Friday, June 10, 2022

Weekly Reader: The Incomplete Artist (A Detective Ashley Westgard Murder Mystery) by Phillip Wyeth; More Show Less Tell is Needed In This Science Fiction Murder Mystery

 




Weekly Reader: The Incomplete Artist (A Detective Ashley Westgard Murder Mystery) by Phillip Wyeth; More Show Less Tell is Needed In This Science Fiction Murder Mystery

By Julie Sara Porter

Bookworm Reviews


Spoilers: The more I review books, the more I think that it's true that every action has an equally negative or positive reaction. That sometimes in reviewing one book, its polar opposite will follow close behind.


I previously reviewed Fearghus Academy October Jewels by I.O. Scheffer, a book that combined the fantasy of a magic school, the science fiction of intergalactic travel, the horror of a supernatural mystery, the diverse powers of a superhero story, and the hardships of a Dickensian historical fiction and created a unique imaginative work. The elements shouldn't work but they do and merge beautifully.


Now we have a book where different genres are combined and don't work so well at all. Phillip Wyeth's The Incomplete Artist strives to combine the fears of technology of science fiction and the drawing locked room murder mystery of Agatha Christie. On paper, it should be interesting. I have read Science Fiction and Mysteries that have worked very well together. But in this case, it doesn't. 


Allegedly, the book is set in the near future of 2045 where Artificial Intelligence has taken over every aspect of life including the arts. Detective Ashley "Ash" Westgard attends a gallery of human artists who stand against automation and the rights to be human and express themselves in a human manner. Ash becomes involved with the wealthy and sophisticated Thomas Templeton. Later that night one of the artists, Stanley Bennett is found dead and his canvas destroyed.


The Incomplete Artist is guilty of one of the most basic rules of fiction writing: "Show, don't tell," The book is allegedly set in 2045 but we aren't shown very much of this futuristic world. 

I know, I know there probably wouldn't be much difference between 2022 and 2045. In the grand scheme of things that's 23 years, not a whole lot of time for many huge differences. I mean we laugh at movies like 2001, Blade Runner, the Terminator franchise, and Back to the Future II that showed the years as more well futuristic than we ended up getting. But if you are going to go through the trouble of telling us that we are in a futuristic world, you should go through the trouble of showing us the futuristic world.

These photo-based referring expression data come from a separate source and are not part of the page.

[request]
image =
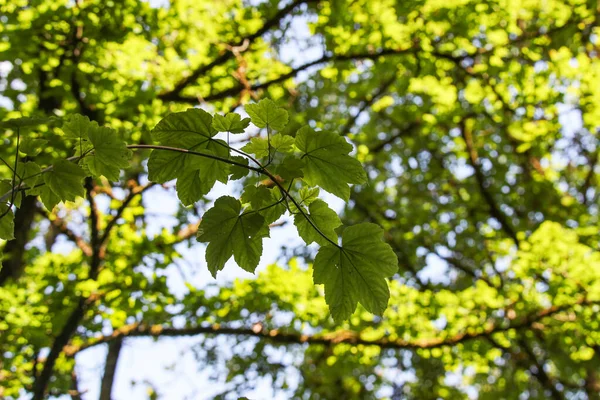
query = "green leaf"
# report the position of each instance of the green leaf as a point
(356, 271)
(308, 195)
(257, 146)
(231, 122)
(77, 127)
(327, 163)
(32, 147)
(6, 187)
(324, 218)
(110, 153)
(229, 233)
(48, 197)
(290, 168)
(7, 223)
(190, 130)
(266, 201)
(25, 122)
(282, 143)
(200, 177)
(30, 172)
(266, 113)
(65, 180)
(238, 172)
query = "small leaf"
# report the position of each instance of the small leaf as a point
(238, 172)
(266, 201)
(282, 143)
(327, 163)
(229, 233)
(32, 147)
(231, 122)
(265, 113)
(25, 122)
(324, 218)
(77, 127)
(30, 172)
(290, 168)
(308, 195)
(6, 187)
(110, 153)
(7, 223)
(356, 271)
(257, 146)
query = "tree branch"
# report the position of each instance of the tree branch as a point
(233, 91)
(489, 199)
(173, 95)
(329, 339)
(112, 357)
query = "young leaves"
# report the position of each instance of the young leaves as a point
(232, 123)
(229, 233)
(7, 223)
(64, 182)
(327, 163)
(356, 271)
(190, 130)
(266, 114)
(324, 218)
(110, 153)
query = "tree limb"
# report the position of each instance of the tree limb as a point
(277, 336)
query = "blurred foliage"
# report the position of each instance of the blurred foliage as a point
(476, 123)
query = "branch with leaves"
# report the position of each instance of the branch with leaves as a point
(190, 151)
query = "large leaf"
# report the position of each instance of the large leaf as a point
(229, 233)
(65, 181)
(355, 272)
(266, 201)
(323, 217)
(110, 153)
(32, 147)
(231, 122)
(190, 130)
(327, 163)
(266, 113)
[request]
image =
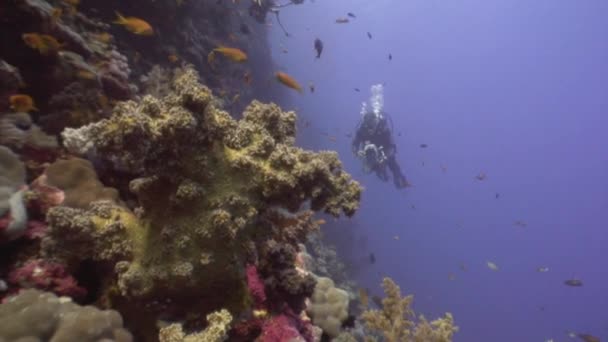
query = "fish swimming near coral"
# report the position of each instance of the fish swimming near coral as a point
(244, 29)
(378, 301)
(318, 47)
(588, 338)
(22, 103)
(134, 25)
(233, 54)
(311, 87)
(492, 266)
(288, 81)
(44, 43)
(573, 282)
(173, 58)
(364, 297)
(481, 176)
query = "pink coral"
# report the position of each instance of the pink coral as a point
(256, 286)
(35, 230)
(47, 196)
(47, 276)
(286, 327)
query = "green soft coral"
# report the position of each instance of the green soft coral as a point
(204, 182)
(397, 322)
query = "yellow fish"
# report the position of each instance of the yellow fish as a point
(22, 103)
(173, 58)
(364, 297)
(492, 266)
(234, 54)
(104, 37)
(44, 43)
(135, 25)
(288, 81)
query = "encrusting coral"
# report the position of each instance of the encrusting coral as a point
(216, 330)
(77, 182)
(206, 186)
(13, 217)
(397, 322)
(329, 306)
(34, 315)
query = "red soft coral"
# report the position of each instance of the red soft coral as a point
(47, 276)
(286, 327)
(256, 286)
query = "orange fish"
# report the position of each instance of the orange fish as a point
(247, 78)
(234, 54)
(22, 103)
(173, 58)
(288, 81)
(56, 14)
(134, 25)
(44, 43)
(104, 37)
(86, 75)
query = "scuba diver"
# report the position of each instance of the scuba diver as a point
(373, 141)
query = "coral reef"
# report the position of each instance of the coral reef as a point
(207, 186)
(17, 130)
(13, 217)
(76, 181)
(39, 316)
(46, 276)
(216, 330)
(397, 322)
(329, 306)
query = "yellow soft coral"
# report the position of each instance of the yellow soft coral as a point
(397, 321)
(216, 331)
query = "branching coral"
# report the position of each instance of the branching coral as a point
(17, 130)
(39, 316)
(397, 321)
(329, 306)
(77, 179)
(216, 331)
(13, 217)
(206, 186)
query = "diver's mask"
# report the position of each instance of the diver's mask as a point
(370, 122)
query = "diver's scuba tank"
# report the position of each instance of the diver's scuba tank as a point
(370, 157)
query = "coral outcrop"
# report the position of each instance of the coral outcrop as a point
(33, 315)
(77, 182)
(17, 130)
(13, 217)
(207, 187)
(397, 322)
(329, 306)
(218, 324)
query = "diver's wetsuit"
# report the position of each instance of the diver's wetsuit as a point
(381, 136)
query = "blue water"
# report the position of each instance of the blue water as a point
(517, 89)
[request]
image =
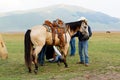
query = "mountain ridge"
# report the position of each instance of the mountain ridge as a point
(23, 20)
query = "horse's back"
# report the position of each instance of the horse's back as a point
(38, 34)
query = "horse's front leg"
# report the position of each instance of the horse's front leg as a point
(35, 63)
(35, 58)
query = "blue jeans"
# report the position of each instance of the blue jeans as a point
(83, 51)
(73, 48)
(41, 55)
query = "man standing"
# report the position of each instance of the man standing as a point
(73, 48)
(83, 44)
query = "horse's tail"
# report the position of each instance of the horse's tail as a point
(27, 48)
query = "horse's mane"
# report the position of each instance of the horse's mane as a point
(74, 25)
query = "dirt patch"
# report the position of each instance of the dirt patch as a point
(93, 76)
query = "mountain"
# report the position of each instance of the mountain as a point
(23, 20)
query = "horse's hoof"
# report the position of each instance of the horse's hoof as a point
(66, 66)
(58, 63)
(35, 71)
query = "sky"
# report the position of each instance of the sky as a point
(110, 7)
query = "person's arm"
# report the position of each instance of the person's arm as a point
(90, 31)
(78, 34)
(57, 51)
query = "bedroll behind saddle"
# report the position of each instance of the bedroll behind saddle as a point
(55, 29)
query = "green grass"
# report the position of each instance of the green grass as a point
(104, 54)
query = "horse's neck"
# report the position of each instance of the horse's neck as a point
(71, 32)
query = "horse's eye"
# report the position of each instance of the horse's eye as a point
(85, 27)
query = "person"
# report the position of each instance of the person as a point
(73, 48)
(83, 45)
(41, 56)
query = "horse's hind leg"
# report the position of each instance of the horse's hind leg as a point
(35, 55)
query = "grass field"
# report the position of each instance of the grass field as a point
(104, 54)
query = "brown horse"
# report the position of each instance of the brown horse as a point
(38, 36)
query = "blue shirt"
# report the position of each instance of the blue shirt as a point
(82, 37)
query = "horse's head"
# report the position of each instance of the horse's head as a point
(58, 23)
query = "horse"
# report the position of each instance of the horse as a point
(38, 36)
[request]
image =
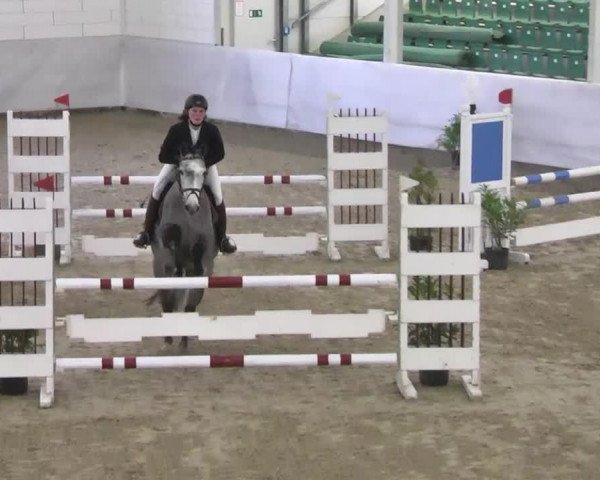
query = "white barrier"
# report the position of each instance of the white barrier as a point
(357, 128)
(364, 230)
(36, 222)
(55, 160)
(485, 154)
(419, 311)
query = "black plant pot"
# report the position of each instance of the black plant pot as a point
(497, 258)
(434, 378)
(420, 243)
(14, 386)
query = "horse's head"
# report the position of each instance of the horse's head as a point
(192, 170)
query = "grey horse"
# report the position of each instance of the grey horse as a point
(183, 241)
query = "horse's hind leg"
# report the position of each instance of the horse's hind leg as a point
(168, 306)
(183, 343)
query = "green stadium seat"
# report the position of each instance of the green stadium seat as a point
(436, 20)
(466, 9)
(561, 12)
(576, 68)
(496, 59)
(453, 21)
(503, 10)
(484, 9)
(470, 22)
(580, 13)
(415, 6)
(569, 37)
(584, 40)
(556, 64)
(549, 36)
(522, 10)
(448, 7)
(511, 32)
(432, 6)
(536, 64)
(540, 11)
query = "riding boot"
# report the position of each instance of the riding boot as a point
(224, 243)
(144, 238)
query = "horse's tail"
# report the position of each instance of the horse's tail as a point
(151, 299)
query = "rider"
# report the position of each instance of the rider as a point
(192, 131)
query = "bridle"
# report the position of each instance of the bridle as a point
(192, 190)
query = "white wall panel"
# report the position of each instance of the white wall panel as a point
(51, 5)
(241, 85)
(57, 66)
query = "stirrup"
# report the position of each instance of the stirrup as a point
(142, 240)
(227, 245)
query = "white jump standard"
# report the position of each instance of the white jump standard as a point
(354, 196)
(486, 160)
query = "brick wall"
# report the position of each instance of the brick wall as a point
(186, 20)
(189, 20)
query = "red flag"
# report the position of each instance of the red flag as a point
(63, 99)
(505, 96)
(46, 183)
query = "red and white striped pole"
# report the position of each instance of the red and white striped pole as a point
(242, 281)
(224, 361)
(108, 180)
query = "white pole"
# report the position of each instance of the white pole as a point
(109, 180)
(246, 281)
(593, 65)
(224, 361)
(393, 31)
(555, 176)
(231, 211)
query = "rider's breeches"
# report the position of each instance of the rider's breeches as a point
(167, 175)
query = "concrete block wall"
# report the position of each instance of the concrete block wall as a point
(31, 19)
(185, 20)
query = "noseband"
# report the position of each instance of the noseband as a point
(192, 191)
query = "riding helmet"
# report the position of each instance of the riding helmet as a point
(196, 100)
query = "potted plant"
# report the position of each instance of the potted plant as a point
(424, 193)
(449, 139)
(501, 218)
(15, 342)
(431, 335)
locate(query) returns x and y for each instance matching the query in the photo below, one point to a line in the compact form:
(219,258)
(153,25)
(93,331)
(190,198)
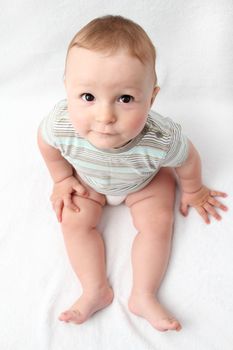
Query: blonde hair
(111,33)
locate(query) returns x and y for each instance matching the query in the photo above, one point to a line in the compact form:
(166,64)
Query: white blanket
(194,43)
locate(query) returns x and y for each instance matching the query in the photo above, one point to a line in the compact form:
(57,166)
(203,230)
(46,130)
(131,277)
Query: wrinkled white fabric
(195,54)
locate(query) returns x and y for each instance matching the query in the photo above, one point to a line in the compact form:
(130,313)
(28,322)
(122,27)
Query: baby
(104,145)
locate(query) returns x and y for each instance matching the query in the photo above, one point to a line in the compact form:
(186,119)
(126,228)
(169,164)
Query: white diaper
(115,200)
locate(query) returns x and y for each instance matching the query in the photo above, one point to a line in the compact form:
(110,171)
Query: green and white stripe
(123,170)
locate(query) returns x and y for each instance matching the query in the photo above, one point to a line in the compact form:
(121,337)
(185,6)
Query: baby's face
(108,96)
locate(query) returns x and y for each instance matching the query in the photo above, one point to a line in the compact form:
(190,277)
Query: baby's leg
(85,249)
(152,212)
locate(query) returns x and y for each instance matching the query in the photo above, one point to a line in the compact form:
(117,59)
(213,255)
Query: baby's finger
(203,214)
(217,204)
(58,207)
(81,190)
(69,203)
(218,194)
(211,210)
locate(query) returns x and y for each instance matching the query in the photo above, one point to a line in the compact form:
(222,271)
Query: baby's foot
(148,307)
(86,306)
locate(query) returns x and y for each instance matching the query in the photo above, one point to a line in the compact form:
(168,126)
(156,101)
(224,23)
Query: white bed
(195,54)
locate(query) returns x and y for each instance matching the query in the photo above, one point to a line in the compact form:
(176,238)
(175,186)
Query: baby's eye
(87,97)
(126,98)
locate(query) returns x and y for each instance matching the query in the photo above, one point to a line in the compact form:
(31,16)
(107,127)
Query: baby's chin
(107,142)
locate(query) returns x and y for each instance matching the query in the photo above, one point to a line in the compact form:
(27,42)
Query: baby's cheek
(137,125)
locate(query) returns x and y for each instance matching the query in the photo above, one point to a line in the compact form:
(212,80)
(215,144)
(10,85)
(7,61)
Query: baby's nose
(106,115)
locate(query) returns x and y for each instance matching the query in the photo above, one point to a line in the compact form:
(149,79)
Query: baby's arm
(61,172)
(194,193)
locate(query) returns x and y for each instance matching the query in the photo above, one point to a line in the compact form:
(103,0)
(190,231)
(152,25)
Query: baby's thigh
(86,218)
(155,202)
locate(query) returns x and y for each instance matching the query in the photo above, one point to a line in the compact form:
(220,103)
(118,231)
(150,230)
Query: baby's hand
(204,202)
(62,195)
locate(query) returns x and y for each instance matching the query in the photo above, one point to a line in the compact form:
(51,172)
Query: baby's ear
(154,94)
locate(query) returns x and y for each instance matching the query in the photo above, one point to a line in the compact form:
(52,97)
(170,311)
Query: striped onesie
(117,172)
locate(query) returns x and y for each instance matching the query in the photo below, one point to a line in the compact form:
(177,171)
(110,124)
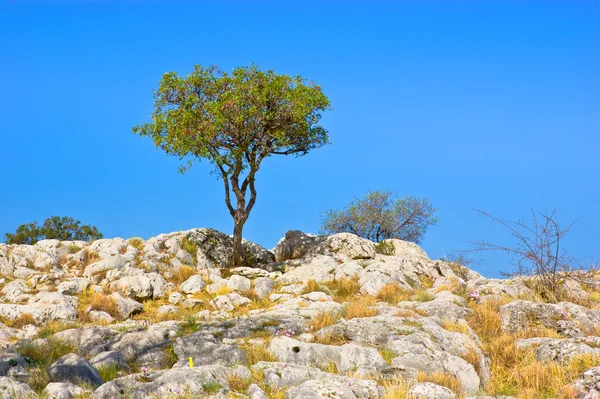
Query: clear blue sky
(489,104)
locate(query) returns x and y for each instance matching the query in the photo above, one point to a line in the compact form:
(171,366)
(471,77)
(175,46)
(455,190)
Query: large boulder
(74,369)
(143,286)
(349,357)
(192,285)
(294,245)
(566,318)
(42,307)
(11,389)
(589,386)
(214,249)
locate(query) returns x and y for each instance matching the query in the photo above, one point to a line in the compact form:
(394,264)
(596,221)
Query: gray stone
(64,390)
(74,369)
(238,283)
(192,285)
(428,390)
(11,389)
(110,359)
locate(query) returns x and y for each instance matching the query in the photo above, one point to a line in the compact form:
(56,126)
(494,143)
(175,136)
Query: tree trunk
(238,248)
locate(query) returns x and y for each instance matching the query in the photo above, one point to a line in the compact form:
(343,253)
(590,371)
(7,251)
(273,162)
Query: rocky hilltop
(317,317)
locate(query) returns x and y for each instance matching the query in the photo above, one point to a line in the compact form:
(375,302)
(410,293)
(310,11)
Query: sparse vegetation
(381,215)
(392,294)
(55,227)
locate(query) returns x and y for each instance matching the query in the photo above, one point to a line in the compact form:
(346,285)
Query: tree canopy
(235,121)
(55,227)
(380,215)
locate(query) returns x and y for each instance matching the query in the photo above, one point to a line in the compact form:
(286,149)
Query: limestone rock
(74,369)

While we are told that the world of the Incomplete Artist is bursting with artificial intelligence and technology, we aren't shown this. There are no robots working in the gallery or on the police force (the two main locations of the book). We aren't shown Ash walking around this futuristic setting being spied on by constant surveillance or looking at her information spread out on the Internet. Technology should be omnipresent for people to complain about it, but it really isn't any more present than it is now. The artists should be written as freethinkers fighting against an automated system. Instead, they come across as pretentious technophobes. 


It doesn't help that the science fiction setting is merged with the drawing room murder mystery style of Agatha Christie. A combination of genres can work really well but in this case, it doesn't. 

The trouble is science fiction relies so much on the outer world and the troubles that function in that society. This type os murder mystery is more about the internal. It's a confined space that could be set anywhere so the Science Fiction setting is unnecessary.


In fact it mimics the Agatha Christie style so well that the pace is almost glacial. The murder happens ten chapters in. Instead of getting to know the potential suspects and possible motives, the book is distracted by Ash and Thomas attempting to be a couple. Most of Bennett's connections to the suspects are later revealed in interviews. Another bit of telling rather than showing. It's not that the murderer is easy to guess, it's that the mystery is so plodding that it's hard to care.


The Incomplete Artist lives up to its name. It is incomplete as a science fiction, a mystery, or a decent novel.